Rob O. Font's picture

"..., it still seems like carefully chosen TrueType instructions have every bit as much to say as the raw splines about the visual character of a font at lower resolutions"

This is a great observation, but it has been so long since the instructions were reliable. The proof is now out that only the rich can make viable solutions for the web, to a great extent, because of this windows rendering. And the bottleneck it has created is not just Google fonts opportunity.

"Likewise, I feel feel strongly that the choice between whole pixel grids, subpixel grids, and lack of grids ought to be a design decision that belongs in the fonts themselves (at least for fonts new enough to be aware of such things)."

This goes back to the gasp table's invention which is not so new either. What is new here is that so many more people understand the issue, and that the fonts MS was afraid of rendering because of evil hints, must be dead and gone by now?
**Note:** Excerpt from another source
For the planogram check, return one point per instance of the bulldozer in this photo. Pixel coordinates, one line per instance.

My favorite comment, is that you'd a thought MS would make Some Way forward for excellence in hinting. Can we have x back on windows now? Is the x box done hogging it?;)

mike_duggan's picture

hi Bitblt
as John mentioned this is the situation right now. I am Mike Duggan by the way. Is it possible for you to introduce yourself?

cheers
mike

John Hudson's picture

David: ...and that the fonts MS was afraid of rendering because of evil hints, must be dead and gone by now?

The fonts are not dead and gone, but the rendering environments at which their heavy delta hinting was targeted have died and gone, so the obvious solution would be to rehint those fonts for modern rendering environments.

Bitblt's picture

Hi Mike,

Sure. I'm coming at things from the technical side. I'm a professional software developer with an expertise in graphics algorithms.

I spend a lot of time reading code on screen and several years ago I found myself not completely happy with any of the available typefaces. So I set out to make one I'd like to use. Working on it soon became a hobby and I got a bit crazy with it (to the point of teaching myself to write TT hinting instructions). What can I say? I'm very demanding of my pixels, both at work and at home.

Cheers!

mike_duggan's picture

Damien? :-)

looking forward to seeing the font when its released. Please let us know when that happens.

Rob O. Font's picture

JoHn:"The fonts are not dead and gone, "

I think they are. The instructions you are talking about, only make CT fonts blue, while the instructions I was talking about, were said to make whole computer screens blue.

" so the obvious solution would be to rehint those fonts for modern rendering environments."

I think that's all done. As I should have said, the fonts that concerned MS in the transition from aliased to CT, are dead and rehinted.

Free Damien.;)

Bitblt's picture

Hello, again. This perhaps deserves its own post under Release, but just to follow up on this thread I made the font in question, Luculent, available as of yesterday.